New Poll: Likely Voters Prioritize Raising Wages for U.S. Workers in Free Trade Agreements

Washington, D.C. - With the text of the U.S.-Mexico trade agreement expected today and Canada's deadline this weekend, a Mellman Group and Public Opinion Strategies national survey of 1,200 likely voters finds, among other discoveries, that likely voters’ top priorities for new trade agreements are raising wages for U.S. workers (72 percent), promoting strong foreign policy alliances (71 percent), and establishing penalties to prevent trade partners from cheating or side-stepping commitments (67 percent). Read more about the findings here.

Alliance for American Manufacturing (AAM) President Scott Paul said:

"American voters have made it clear that any free trade agreement our country joins must work first for American workers and ensure there are no loopholes for abuse. For decades, free trade agreements like NAFTA have fallen short, put downward pressure on wages, and left too many workers in all three nations behind.

"The poll shows that our leaders have no other option than to commit themselves to fighting for good paying jobs and fair trade, both of which are intimately linked. Americans aren't opposed to free trade agreements, but only if they benefit all players in our economy - not just a select few at the top."

BACKGROUND: This national survey polled 1,200 likely 2018 general election voters from Aug. 28 through Sept. 9, 2018. Survey interviews were conducted on both land-lines and cellphones, using a registration-based sample. The margin of error for is +/-2.8% at the 95% level of confidence, and is higher for subgroups.

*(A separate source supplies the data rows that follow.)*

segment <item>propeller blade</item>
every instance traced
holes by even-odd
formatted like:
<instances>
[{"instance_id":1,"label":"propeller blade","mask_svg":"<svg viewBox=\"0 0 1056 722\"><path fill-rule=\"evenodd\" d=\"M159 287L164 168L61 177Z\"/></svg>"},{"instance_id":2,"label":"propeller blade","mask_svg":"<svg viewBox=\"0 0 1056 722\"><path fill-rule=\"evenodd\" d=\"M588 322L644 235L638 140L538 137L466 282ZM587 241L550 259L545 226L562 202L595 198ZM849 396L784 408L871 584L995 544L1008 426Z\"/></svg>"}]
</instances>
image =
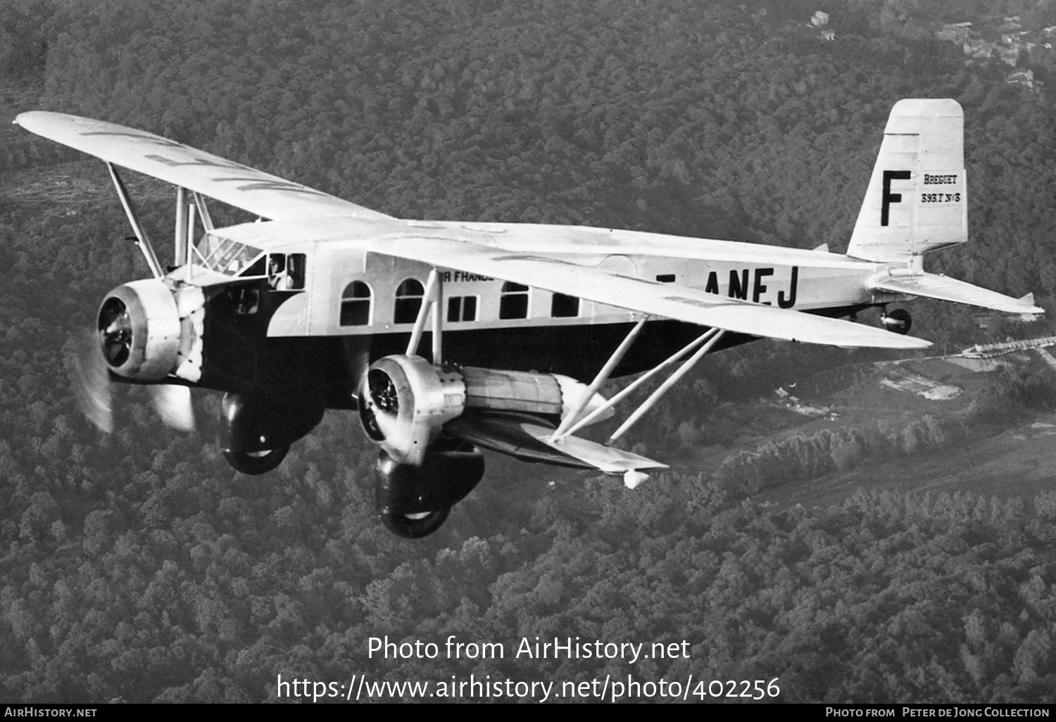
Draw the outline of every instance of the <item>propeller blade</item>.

Given a list of eight different proposals to create jobs and strengthen the economy, “enacting more free trade agreements” ranked near the bottom, below cracking down on unfair trade, a national infrastructure repair effort, and investing in vocational and technical training. Barely one in 10 (11 percent) felt enacting trade agreements was one of the most important things to do, and only 38 percent felt it was even “very important.” This sentiment held consistent across demographics, with trade agreements ranking near the bottom in importance across party, race, region, among manufacturing households and with the white working-class. Voters are open to the idea of free trade agreements, but they will judge the success of any agreement by how much it will do to help American workers and stop unfair trade.